Recently, several Laughing Gulls were spotted all around Cape Ann. Laughing Gulls are easy to confuse with Bonaparte’s Gulls, which at this time of year, also have black heads. As the breeding season winds to an end, the Bonaparte’s black head feathers give way to white, where only a smudge of an earmuff will remain. Bonaparte’s Gulls breed in the Arctic; we see them on both their northward and southward journeys and some make Massachusetts their winter home. Small flocks of Bonaparte’s Gulls can be seen at area beaches including Good Harbor Beach, Lighthouse Beach, and Wingaersheek Beach.
While foraging, Bonaparte’s Gulls vigorously churn the sandy bottom with their feet to stir up tiny marine creatures. Note the transitioning head feathers, from dark to light, in the above gull.

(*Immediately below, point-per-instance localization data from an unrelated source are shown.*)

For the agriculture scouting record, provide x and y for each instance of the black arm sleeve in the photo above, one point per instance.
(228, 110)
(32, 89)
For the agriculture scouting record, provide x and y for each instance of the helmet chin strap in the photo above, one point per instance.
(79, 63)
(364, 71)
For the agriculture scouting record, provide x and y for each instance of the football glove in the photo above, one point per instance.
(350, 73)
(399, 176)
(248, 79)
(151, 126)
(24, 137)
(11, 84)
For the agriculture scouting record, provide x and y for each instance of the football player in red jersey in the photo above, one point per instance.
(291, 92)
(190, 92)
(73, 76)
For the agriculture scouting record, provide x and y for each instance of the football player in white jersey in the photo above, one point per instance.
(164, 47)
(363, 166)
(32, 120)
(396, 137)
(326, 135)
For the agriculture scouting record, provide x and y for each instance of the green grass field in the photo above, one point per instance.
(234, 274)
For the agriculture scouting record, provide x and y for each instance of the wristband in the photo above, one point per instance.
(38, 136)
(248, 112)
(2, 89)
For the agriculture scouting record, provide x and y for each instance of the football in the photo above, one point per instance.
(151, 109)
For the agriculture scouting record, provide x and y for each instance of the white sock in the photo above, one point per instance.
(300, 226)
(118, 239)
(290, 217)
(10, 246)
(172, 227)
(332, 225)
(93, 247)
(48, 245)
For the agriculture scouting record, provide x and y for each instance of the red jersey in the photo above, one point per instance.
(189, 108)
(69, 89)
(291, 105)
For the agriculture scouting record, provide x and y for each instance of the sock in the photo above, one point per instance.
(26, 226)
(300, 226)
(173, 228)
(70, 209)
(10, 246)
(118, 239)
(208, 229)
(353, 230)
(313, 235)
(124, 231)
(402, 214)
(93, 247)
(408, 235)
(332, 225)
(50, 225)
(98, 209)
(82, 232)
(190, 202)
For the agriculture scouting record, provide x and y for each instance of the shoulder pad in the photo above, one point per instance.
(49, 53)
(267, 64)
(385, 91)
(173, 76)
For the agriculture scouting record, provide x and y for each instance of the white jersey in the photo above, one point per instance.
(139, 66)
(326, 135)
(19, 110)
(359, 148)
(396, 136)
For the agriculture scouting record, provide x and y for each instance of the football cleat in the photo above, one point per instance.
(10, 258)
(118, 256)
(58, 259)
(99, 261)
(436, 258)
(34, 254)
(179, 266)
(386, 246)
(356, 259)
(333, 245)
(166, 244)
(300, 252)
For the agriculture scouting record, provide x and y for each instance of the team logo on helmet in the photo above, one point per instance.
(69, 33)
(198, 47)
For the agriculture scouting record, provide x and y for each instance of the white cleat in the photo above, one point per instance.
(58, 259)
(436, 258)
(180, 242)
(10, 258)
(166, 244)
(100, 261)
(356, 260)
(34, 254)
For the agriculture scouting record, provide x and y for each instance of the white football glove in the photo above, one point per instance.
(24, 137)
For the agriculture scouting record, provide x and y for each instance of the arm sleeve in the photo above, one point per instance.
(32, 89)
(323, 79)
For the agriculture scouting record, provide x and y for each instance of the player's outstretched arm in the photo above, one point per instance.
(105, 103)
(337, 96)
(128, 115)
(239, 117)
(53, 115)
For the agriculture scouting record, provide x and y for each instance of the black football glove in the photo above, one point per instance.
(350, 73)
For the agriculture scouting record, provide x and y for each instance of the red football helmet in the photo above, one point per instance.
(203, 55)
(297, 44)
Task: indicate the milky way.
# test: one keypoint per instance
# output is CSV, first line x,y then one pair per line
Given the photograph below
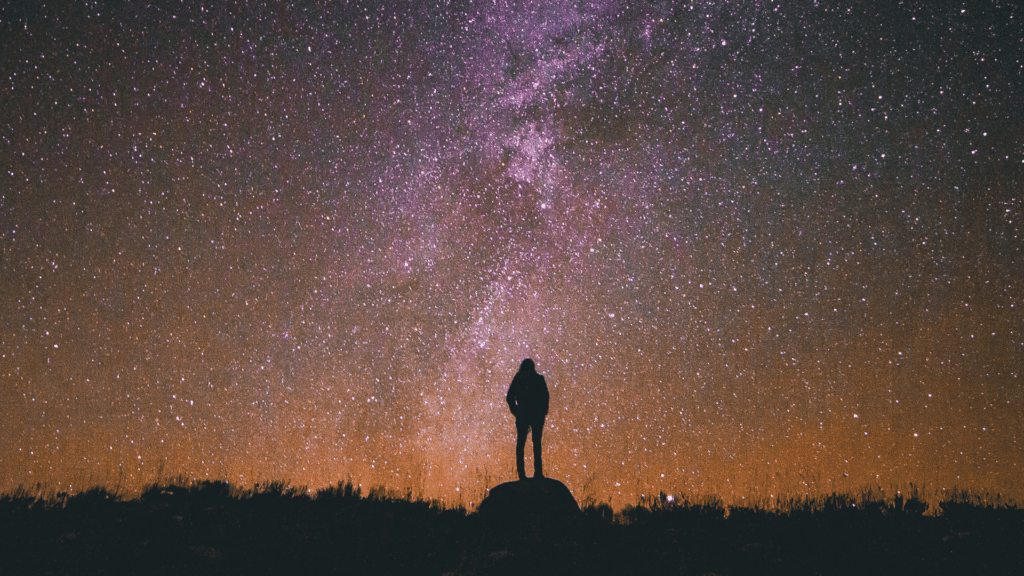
x,y
755,247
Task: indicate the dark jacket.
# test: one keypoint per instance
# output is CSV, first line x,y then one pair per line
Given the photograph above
x,y
527,397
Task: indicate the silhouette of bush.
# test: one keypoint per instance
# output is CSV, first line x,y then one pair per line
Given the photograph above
x,y
212,527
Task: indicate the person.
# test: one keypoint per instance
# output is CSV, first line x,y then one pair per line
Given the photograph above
x,y
527,399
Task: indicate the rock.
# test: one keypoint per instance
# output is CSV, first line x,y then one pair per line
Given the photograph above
x,y
535,500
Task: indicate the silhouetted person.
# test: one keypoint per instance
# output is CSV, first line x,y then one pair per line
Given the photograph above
x,y
527,400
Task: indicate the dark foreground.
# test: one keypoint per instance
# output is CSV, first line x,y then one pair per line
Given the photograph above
x,y
206,528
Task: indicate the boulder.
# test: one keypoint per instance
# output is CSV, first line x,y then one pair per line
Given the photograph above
x,y
530,501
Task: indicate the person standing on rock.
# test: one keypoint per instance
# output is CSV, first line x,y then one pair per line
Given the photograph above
x,y
527,398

They are feeding intently, fortifying for the migration, and often get into disagreements over feeding turf.
Bonaparte’s in a territory tussle
The easiest and quickest way to distinguish Laughing Gull from Bonaparte’s Gull is to look at the legs and feet. Bonaparte’s Gulls are a vivid orange, more pink later in the season. The Laughing Gull’s legs and feet are blackish-reddish.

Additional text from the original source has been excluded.